Health officials and establishment doctors in West Virginia are not happy about giving the public greater access to raw milk.
The governor of West Virginia recently signed a new bill that will make it easier for some people to access and consume raw cow’s milk, which may surprise those who had no idea that it is largely illegal in the United States to share, trade, or buy raw, unpasteurized milk.
On March 3, 2016, Gov. Earl Ray Tomblin, signed new legislation that would allow people to share ownership of a dairy animal in a legal arrangement called “herd sharing,” which allows for the owners to receive milk from that animal for personal consumption. One of the stipulations of the bill (SB 387) is that the individuals who purchase the animal must sign a disclaimer, verifying that they acknowledge the potential risks associated with consuming raw milk. West Virginia’s Department of Agriculture will also distribute rules regulating consumption and require health tests for the animals.
Raw cow’s milk is generally off-limits to the general public, but some states do allow on-farm sales as well as herd shares directly from government approved farms. In the US, only 11 states allow the retail sale of raw milk, and this only applies from goats and sheep. Seventeen U.S. states prohibit any type of sale of raw milk for human consumption.

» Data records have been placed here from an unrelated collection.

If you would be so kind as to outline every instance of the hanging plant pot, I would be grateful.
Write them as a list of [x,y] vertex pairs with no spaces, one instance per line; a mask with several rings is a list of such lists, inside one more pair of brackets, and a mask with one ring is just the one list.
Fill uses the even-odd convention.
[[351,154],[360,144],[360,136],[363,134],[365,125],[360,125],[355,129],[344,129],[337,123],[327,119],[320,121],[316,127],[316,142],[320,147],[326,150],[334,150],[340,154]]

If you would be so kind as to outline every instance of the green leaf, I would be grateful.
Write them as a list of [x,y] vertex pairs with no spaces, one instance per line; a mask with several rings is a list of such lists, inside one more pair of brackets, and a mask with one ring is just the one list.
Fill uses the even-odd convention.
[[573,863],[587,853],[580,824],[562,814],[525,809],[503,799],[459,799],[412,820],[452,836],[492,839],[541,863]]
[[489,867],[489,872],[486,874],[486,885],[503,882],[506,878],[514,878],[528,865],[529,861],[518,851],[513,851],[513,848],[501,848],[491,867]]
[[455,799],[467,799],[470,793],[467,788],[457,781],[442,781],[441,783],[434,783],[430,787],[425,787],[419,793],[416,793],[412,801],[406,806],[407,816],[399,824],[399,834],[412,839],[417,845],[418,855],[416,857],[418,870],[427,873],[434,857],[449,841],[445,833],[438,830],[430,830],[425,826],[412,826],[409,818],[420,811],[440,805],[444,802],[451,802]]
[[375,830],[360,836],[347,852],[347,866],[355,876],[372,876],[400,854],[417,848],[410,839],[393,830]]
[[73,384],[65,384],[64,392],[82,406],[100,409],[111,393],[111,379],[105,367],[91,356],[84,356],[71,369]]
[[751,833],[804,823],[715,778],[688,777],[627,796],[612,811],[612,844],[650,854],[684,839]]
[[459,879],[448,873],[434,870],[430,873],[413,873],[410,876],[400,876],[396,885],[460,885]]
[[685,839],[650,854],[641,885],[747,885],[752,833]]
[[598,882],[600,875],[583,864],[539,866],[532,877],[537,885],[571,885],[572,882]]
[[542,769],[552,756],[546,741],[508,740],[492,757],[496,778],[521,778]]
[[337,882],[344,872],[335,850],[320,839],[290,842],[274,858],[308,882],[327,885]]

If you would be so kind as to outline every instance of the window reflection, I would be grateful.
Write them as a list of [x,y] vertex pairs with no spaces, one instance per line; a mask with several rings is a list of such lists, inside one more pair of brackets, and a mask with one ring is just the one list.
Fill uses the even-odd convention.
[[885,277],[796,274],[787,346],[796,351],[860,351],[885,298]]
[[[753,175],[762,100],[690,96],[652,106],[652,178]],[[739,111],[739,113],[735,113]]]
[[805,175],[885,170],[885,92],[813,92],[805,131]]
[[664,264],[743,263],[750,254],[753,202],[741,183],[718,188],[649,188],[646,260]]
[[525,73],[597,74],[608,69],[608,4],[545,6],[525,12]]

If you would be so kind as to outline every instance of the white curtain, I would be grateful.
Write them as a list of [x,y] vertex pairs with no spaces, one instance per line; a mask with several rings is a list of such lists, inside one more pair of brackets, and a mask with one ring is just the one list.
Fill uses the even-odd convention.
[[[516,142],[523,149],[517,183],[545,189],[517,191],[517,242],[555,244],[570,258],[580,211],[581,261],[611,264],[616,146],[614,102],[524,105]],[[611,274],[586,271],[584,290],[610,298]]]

Retail sales of raw milk will continue to be illegal in West Virginia, even after this new legislation, but the recent changes have re-energized the debate about raw vs. pasteurized milk and whether the government has the right to prosecute human beings for trading in milk.
Why the War on Raw Milk?
Many very unhealthy, potentially carcinogenic foods such as processed meats, food additives and artificial food dyes, are legal and widely consumed throughout the United States, with little warning regarding their potential health risks. So why are Americans not allowed to enjoy raw milk, which has been a nutritious staple of the human diet for many generations? Why do police and SWAT teams raid raw milk vendors to put them out of business for trading in raw milk and other natural foods?
In 1987, the FDA mandated pasteurization of all milk and milk products for human consumption, effectively banning the shipment of raw milk in interstate commerce with the exception of cheese made from raw milk. The American Academy of Pediatrics, the American Medical Association, the American Association of Public Health Veterinarians, the National Milk Producers Federation and the International Dairy Foods Association openly oppose pro-raw milk legislation, seeking to ban it from public and even private consumption.
The mainstream argument against raw milk is that it is more likely to be contaminated with harmful bacteria than pasteurized milk, and thereby a threat to public health. Dr. Michael Brumage, health officer at the West Virginia Kanawha-Charleston Health Department, made the broad claim, “I think everybody in public health is opposed, unequivocally, to selling anything but pasteurized milk to the public.”
This statement is of course far too general for critical thinkers who understand that pasteurization, a process that heats raw milk up in order to kill bacteria, also destroys many of the primary benefits of drinking milk in the first place. By destroying beneficial bacteria, proteins, and other enzymes that are tremendously beneficial to human health, many believe that pasteurization actually makes milk dangerous for human consumption.
An independent voice, also interested in public health, offers this perspective:
Research by Dr. Ted Beals, MD, featured in the summer 2011 issue of Wise Traditions, the quarterly journal of the Weston A. Price Foundation, shows that you are actually about 35,000 times more likely to get sick from other foods than you are from raw milk. (Source)
According to the US Center for Disease Control, between the years 1998 to 2011, a mere two deaths resulted from a disease outbreak potentially linked to consuming raw milk or raw milk products. Raw milk sales are quite popular in European countries, were even raw milk vending machines are common.
Raw milk coming from pastured animals used to be widely accepted as an excellent natural therapy by medical doctors for a variety of diseases, such as diabetes, obesity, hypertension, heart disease and even cancer. The “milk diet” prescribed by doctors in the beginning of 20th century involved drinking exclusively up to 4 quarts of certified medicinal raw milk. (Source)
People apparently don’t agree on this issue at all. In response to West Virginia’s new law, Dr. Michael Brumage made the comment:
I cannot understand why we would knowingly put people’s health at risk for something with no nutritional benefit over pasteurized milk.
Decriminalizing something is not the same as forcing it on people who don’t want it, so Dr. Brumage’s argument overlooks one of the most important tenets of our society: personal freedom.
What do you think? Should raw milk be prohibited and treated like illegal drugs, or should people have the right to buy what they like and consume the products that have sustained our families for many generations?